Convidada a apresentar uma questão tão vulcânica quanto delicada – o diálogo ruidoso entre a arte e a psicanálise – começo por embaralhar meu próprio lugar de enunciação de tal maneira que não me sinto previamente encaixada em nenhum lugar fixo: assumo minha deriva entre esses territórios como possibilidade de fricção ética.
É preciso lembrar do fundamental: mesmo que os artistas ensinem aos analistas, este é um enunciado que deve ser tomado com prudência pois não se faz análise a partir de uma obra de arte.
Não existe psicanálise aplicada. É a partir deste ponto que abordo 9 Lições Sobre Arte e Psicanálise, livro lançado por J. D. Nasio. A proposta para esta resenha veio de encontro à crítica que pretendo estabelecer. Desde sua criação, a psicanálise tem servido como instrumento para abordar o ato criativo através de uma via que Freud nomeou de sublimação. O termo, todavia, é usado sem o devido rigor, e a arte tem servido, na maioria dos casos, como ilustração para teoria psicanalítica. Lacan, por sua vez, formulou a idéia da criação a partir da presença de um vazio que viria desempenhar uma função inaugural.

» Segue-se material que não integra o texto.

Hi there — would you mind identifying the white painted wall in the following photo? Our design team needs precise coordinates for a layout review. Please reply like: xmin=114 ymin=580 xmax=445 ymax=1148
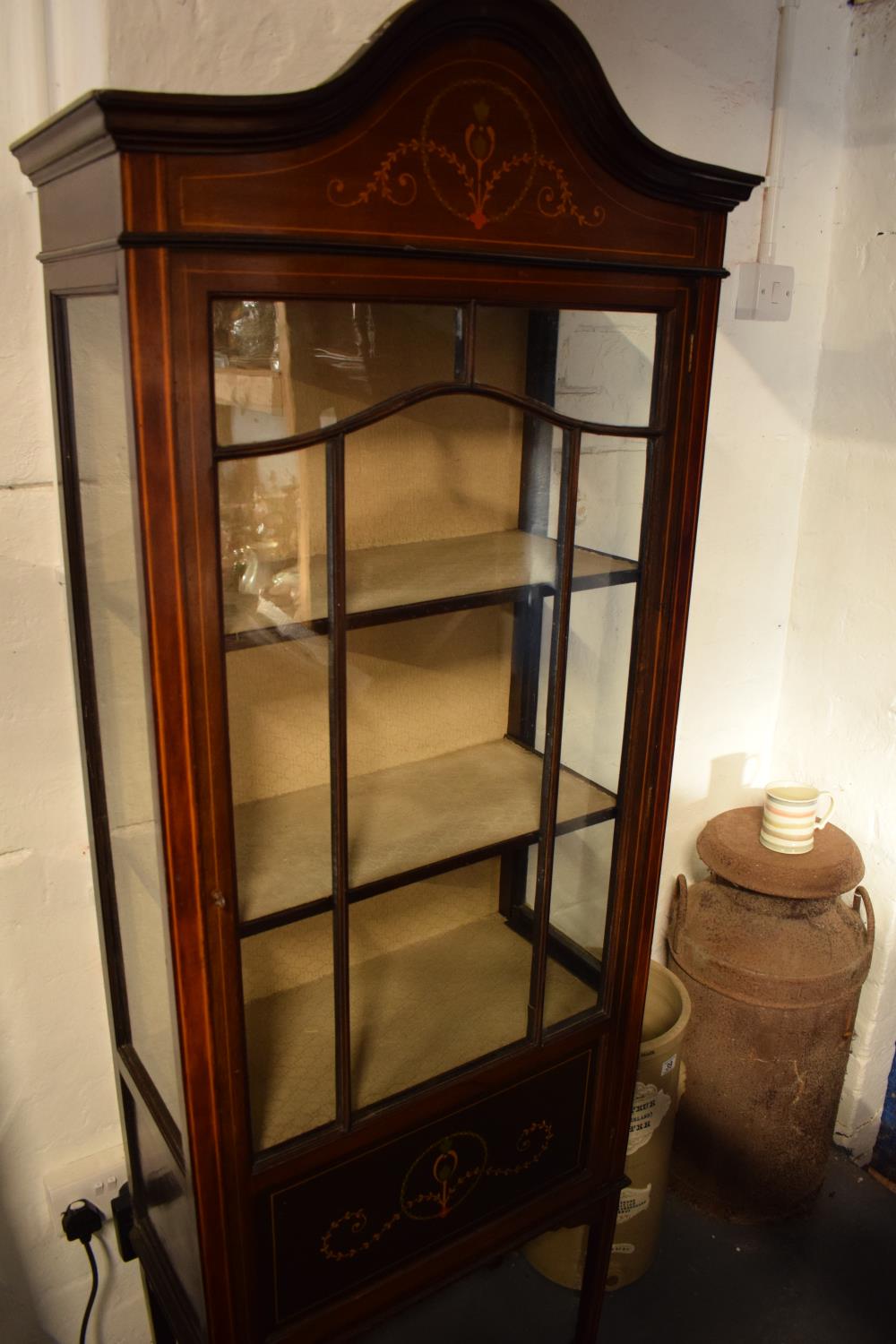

O livro inicia deslizando superficialmente pela obra de Maria Callas, num texto sem fecundidade teórica em que proliferam observações deslumbradas e dados biográficos que explicariam sua obra. Acredito que a dimensão biográfica pode ter importância central na obra de um artista, mas desde que possa articular em seu centro a própria dispersão de si.
Em Maria Callas, por exemplo, muito poderia ser estabelecido a partir da relação da voz. Cito Lacan, que fala da pulsão invocante, tema retomado pelo psicanalista francês Jean-Michel Vives de maneira brilhante. Ou Jean-Luc Nancy que em A Escuta empreende uma rigorosa travessia pelo sonoro, sua espessura, vibração e ondulação. Curioso pensar que a psicanálise é, por excelência, o exercício da escuta, mas foi com Nancy que pude aprender melhor sobre essa curiosidade e inquietude, essa ressonância fundamental.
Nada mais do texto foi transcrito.